Since its première at Glyndebourne in 1947, Benjamin Britten’s Albert Herring has become a classic comprising a keenly observed, witty libretto and an evocative score.

The comic depiction of a parochial English village springs to life with vivid characters, psychological truths and undertones of melancholy.

The story describes the election by committee of a shy local lad in a grocer’s shop as May King – a title ordinarily awarded to a virtuous girl as May Queen – but no one in the village can match the exacting standards of virtue held by Lady Billows.

Naturally enough, the crowning of the May King doesn’t go to plan and Albert, an unusually backward boy, strays far from the path of virtue.  

The splendid production, originally directed by John Cox and designed by Roger Butlin in 1976, is seldom performed but it remains an absorbing, hugely resonant satire about mob mentality and judgement.

It is a fine-tuned vehicle for bravura singers with a flair for comedy.

The sparks are sure to fly when Kanen Breen (Albert Herring) and Jacqueline Dark (Lady Billows) make their role debuts alongside a vibrant cast that includes Roxane Hislop, Dominica Matthews, Michael Lewis and Conal Coad. Opera Australia’s associate music director Anthony Legge conducts.

Conductor Anthony Legge
Director John Cox
Set & Costume Designer Roger Butlin
Lighting Designer Nigel Levings
Rehearsal Director  Matthew Barclay
   
Albert Herring Kanen Breen
Lady Billows Jacqueline Dark
Nancy Sian Pendry
Florence Pike Dominica Matthews
Ms Wordsworth Elvira Fatykhova
Vicar Gedge Michael Lewis
Mayor Upfold John Longmuir
Superintendent Budd Conal Coad
Mrs Herring Roxane Hislop
Sid Samuel Dundas

Australian Opera and Ballet Orchestra


Running time: Approximately two and a half hours including one twenty-minute interval.

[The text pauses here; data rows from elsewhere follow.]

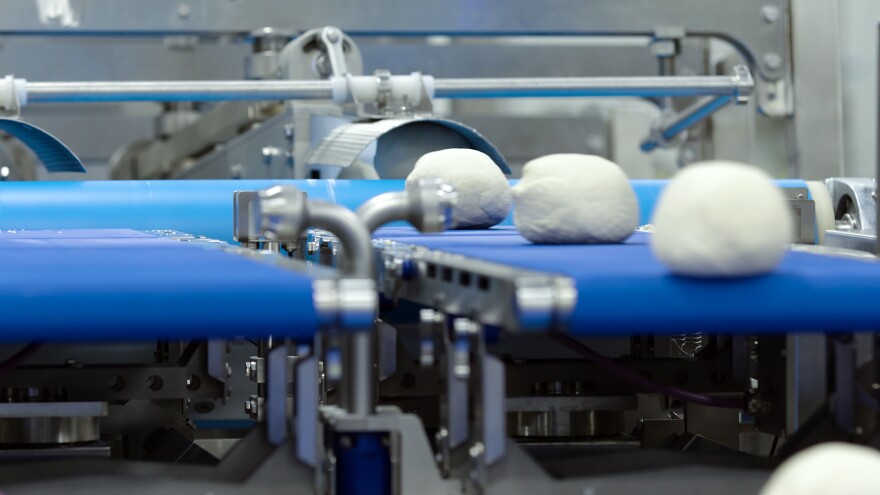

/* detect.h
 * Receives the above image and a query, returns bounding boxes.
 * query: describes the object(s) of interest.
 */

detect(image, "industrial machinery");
[0,0,880,495]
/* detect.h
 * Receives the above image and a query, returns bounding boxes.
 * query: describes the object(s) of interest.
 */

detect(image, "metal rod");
[340,330,376,416]
[27,81,333,103]
[640,96,733,153]
[434,76,748,98]
[20,76,751,103]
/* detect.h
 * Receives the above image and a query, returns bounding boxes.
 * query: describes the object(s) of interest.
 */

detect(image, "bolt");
[177,3,192,19]
[761,4,781,24]
[764,52,782,70]
[327,28,339,43]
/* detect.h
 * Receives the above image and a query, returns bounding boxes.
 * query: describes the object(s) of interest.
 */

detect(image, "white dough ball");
[406,148,511,229]
[761,442,880,495]
[513,154,639,244]
[651,161,793,277]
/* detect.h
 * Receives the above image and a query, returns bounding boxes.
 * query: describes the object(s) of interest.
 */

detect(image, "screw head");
[327,28,339,43]
[177,3,192,19]
[761,4,782,24]
[764,52,782,70]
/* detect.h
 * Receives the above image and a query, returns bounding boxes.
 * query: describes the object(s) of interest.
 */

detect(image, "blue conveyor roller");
[0,180,806,242]
[376,227,880,335]
[0,229,318,342]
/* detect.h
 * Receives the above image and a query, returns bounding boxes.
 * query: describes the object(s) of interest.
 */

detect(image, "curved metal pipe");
[252,186,373,279]
[356,178,458,232]
[303,201,374,279]
[355,191,409,232]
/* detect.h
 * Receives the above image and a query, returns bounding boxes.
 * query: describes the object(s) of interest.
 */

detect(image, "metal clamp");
[251,186,374,280]
[355,179,458,232]
[321,26,348,77]
[640,65,755,153]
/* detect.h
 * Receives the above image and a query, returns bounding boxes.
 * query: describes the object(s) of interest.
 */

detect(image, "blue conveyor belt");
[0,229,317,342]
[0,180,806,242]
[376,227,880,335]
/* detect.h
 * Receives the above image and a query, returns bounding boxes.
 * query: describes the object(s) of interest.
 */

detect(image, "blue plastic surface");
[376,227,880,335]
[0,229,317,342]
[333,432,391,495]
[0,180,806,242]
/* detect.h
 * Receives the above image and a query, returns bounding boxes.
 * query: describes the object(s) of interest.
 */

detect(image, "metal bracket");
[641,65,755,153]
[321,26,349,77]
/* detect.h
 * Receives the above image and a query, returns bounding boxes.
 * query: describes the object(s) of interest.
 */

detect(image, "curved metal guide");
[306,116,510,174]
[0,118,86,172]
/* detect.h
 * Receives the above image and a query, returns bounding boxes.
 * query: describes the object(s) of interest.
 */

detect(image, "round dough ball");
[512,154,639,244]
[761,442,880,495]
[651,161,793,277]
[406,148,511,229]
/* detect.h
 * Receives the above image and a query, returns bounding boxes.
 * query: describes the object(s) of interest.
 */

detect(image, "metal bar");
[27,76,752,103]
[640,95,733,153]
[342,330,376,416]
[27,81,333,103]
[434,76,748,98]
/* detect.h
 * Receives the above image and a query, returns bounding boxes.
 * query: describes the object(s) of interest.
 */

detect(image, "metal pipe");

Performed in English with English surtitles.

ACT I

Scene i    Lady Billows’ house

Lady Billows is anxious to revive the May Day celebrations she remembers from her childhood, and to raise the moral standards of the village. She summons a Committee to elect a May Queen. None of the suggested candidates stands up to the scrutiny of Florence Pike, her housekeeper. In desperation Superintendent Budd proposes a May King in the person of Albert Herring, a slightly simple but undeniably virtuous village youth.

Scene ii 

In their greengrocery store, Albert and his mother are informed of the celebrations and the 25 pounds prize. Albert attempts rebellion, which is firmly quelled by his mother.

ACT II

Scene i    Inside a marquee

In the last-minute preparations for the Festival Sid and Nancy, Albert’s friends, are bent on promoting his emancipation. They put rum in Albert’s lemonade. The welcome ode, speeches, and toast go more or less as planned. Albert is thoroughly miserable until he has tasted the lemonade – which cheers him considerably!

Scene ii 

Albert returns home to the shop after the Festival, having enjoyed himself. His restless desires are rekindled when he overhears Sid and Nancy discussing him in the street. He remembers his prize money and decides by the toss of a coin to go out in search of adventure. Mrs Herring returns and, thinking Albert is already asleep, retires to bed.

ACT III

The shop, the following day
Albert has disappeared and various amateur search parties are out in pursuit. His orange-blossom crown is brought in, battered and bespattered. Taking this as the embodiment of Albert, the company assemble around it and sing a tragi-comic lament. Albert enters and their grief changes to an unfriendly inquisition. Albert reveals ‘a general sample’ of his debauchery and with growing confidence sends his neighbours about their business.